U.N. Secretary-General Ban Ki-moon condemned the violence. The European
Union's foreign affairs chief, Catherine Ashton, said the bloc was deeply
concerned and she called on Israel to carry out an inquiry. British
Foreign Secretary William Hague deplored the killings and called for an
end to the Gaza blockade.

Greece, Egypt, Sweden, Spain and Denmark summoned Israel's ambassadors
demanding explanations for the violence, with Spain and France condemning
what they called the disproportionate use of force. Greece suspended a
military exercise with Israel and postponed a visit by Israel's air force
chief. Germany called for an immediate investigation but was careful not
to directly place blame, and said it was seeking information on six German
citizens believed to have been aboard the ships.

In Tehran, dozens of angry students pelted the U.N. offices with stones
and eggs in protest, burning Israeli flags and chanting, "death to Israel"
and "down with U.S." Police blocked them from reaching the building. The
president of Iran, a key supporter of Hamas, called the raid "an inhuman
act." In Baghdad, an estimated 3,000 Shiite followers of the anti-American
cleric Muqtada al-Sadr shouted "Death, death to Israel!" and "Death, death
to America!"

Riot police used tear gas to drive back hundreds of protesters
demonstrating outside the Israeli Embassy in Paris. There were also
demonstrations in Rome, Cyprus and more than 20 cities in Greece.

In Athens, riot police used tear gas and stun grenades to disperse around
2,500 Greeks and Arabs protesting outside the Israeli Embassy. Some
protesters threw stones and tried to push past police lines to reach the
embassy. About 2,000 people demonstrated peacefully in Thessaloniki.

Abdel-Rahman al-Attiya, the head of the Gulf Cooperation Council, a
regional group, said "Israel is a renegade entity that violates
international law" and said the attack should be considered "a war crime."

In Saudi Arabia, which has promoted a wider Arab-Israeli peace proposal
calling for a land-for-peace swap, the Cabinet headed by King Abdullah
called on the international community to hold Israel responsible for its
"barbaric" policies.

But the strongest reaction came from Turkey, where Deputy Prime Minister
Bulent Arinc said Turkey was canceling three joint military drills and
calling on the U.N. Security Council to convene in an emergency session
about Israel. Turkey is currently a member of the council.

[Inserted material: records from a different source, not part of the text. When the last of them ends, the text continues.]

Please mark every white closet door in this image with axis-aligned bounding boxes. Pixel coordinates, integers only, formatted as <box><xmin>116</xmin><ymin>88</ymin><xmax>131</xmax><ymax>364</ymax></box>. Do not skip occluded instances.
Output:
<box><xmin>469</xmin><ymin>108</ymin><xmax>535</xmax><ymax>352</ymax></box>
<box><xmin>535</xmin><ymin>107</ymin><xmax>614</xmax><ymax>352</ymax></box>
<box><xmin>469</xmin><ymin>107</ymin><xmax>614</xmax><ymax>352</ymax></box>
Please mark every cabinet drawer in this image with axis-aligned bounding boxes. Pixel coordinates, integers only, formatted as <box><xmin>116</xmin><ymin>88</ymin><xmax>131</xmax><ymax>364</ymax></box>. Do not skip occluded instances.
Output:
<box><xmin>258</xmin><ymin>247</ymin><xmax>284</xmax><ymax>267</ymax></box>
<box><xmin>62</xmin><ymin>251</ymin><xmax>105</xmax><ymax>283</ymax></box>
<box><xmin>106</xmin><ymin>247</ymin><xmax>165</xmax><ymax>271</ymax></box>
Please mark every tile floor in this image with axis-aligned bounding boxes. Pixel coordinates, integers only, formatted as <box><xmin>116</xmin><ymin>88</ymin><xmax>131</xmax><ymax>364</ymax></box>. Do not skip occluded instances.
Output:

He also said a Turkish youth soccer team currently in Israel would be
brought home.

The raid also brought heightened attention to Israel's blockade of the
Gaza Strip, imposed after the Palestinian militant group Hamas seized
control of the tiny Mediterranean territory in 2007. The blockade — along
with Israel's fierce offensive against Gaza in the winter of 2008-2009 to
stop Hamas rocket fire on Israeli villages — has fueled anti-Israeli
sentiment around the Arab world.

The Cairo-based Arab League called an emergency session for Tuesday to
address the attack, as the two only Arab states with peace deals with
Israel — Jordan and Egypt — sharply condemned the violence.

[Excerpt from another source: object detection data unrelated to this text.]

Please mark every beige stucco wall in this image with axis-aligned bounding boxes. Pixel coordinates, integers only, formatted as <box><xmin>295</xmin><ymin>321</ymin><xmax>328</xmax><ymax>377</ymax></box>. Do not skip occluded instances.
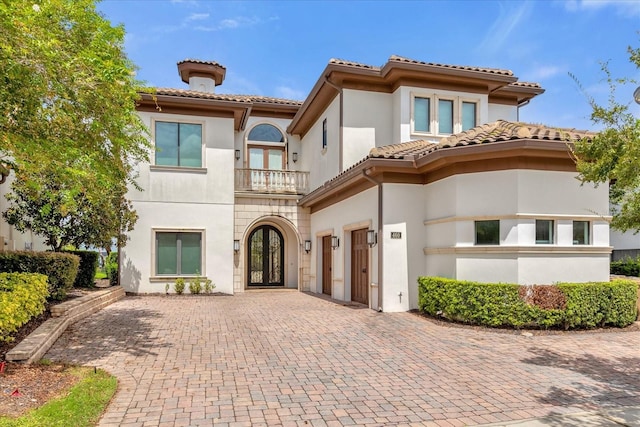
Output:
<box><xmin>298</xmin><ymin>97</ymin><xmax>340</xmax><ymax>190</ymax></box>
<box><xmin>121</xmin><ymin>112</ymin><xmax>234</xmax><ymax>293</ymax></box>
<box><xmin>309</xmin><ymin>188</ymin><xmax>378</xmax><ymax>308</ymax></box>
<box><xmin>424</xmin><ymin>170</ymin><xmax>610</xmax><ymax>284</ymax></box>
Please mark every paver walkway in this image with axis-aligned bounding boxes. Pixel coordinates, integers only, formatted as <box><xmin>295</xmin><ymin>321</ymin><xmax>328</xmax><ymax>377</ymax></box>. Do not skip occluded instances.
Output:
<box><xmin>45</xmin><ymin>291</ymin><xmax>640</xmax><ymax>426</ymax></box>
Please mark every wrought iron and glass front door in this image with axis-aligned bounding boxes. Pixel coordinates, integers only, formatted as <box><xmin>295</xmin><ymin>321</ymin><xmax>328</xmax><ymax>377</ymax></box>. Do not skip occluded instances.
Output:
<box><xmin>248</xmin><ymin>225</ymin><xmax>284</xmax><ymax>286</ymax></box>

The incident also put Egypt in a tight position. The only Arab country
bordering the Gaza Strip, it has helped enforce the blockade by cracking
down on smuggling tunnels that are a key source of goods to Gaza's 1.5
million people and by rejecting pressure that it open its border crossing.

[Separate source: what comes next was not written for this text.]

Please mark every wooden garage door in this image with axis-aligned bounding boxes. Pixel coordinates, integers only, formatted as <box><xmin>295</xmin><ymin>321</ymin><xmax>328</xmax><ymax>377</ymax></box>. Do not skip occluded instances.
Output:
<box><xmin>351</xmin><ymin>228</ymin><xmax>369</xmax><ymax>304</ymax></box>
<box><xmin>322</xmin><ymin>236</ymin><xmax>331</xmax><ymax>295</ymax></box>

A group founded by Nelson Mandela that includes Nobel Peace Prize winner
Desmond Tutu and former President Jimmy Carter said "the treatment of the
people of Gaza is one of the world's greatest human rights violations and
that the blockade is not only illegal, it is counterproductive."

In Beirut, about 500 Palestinian and Lebanese activists protested in front
of the U.N. headquarters, setting Israeli flags on fire. In neighboring
Syria, more than 200 Syrian and Palestinian protesters staged a sit-in
before the offices of the United Nations.


Lee Keath reported from Cairo. AP correspondents from around the Mideast
and Europe contributed to this report.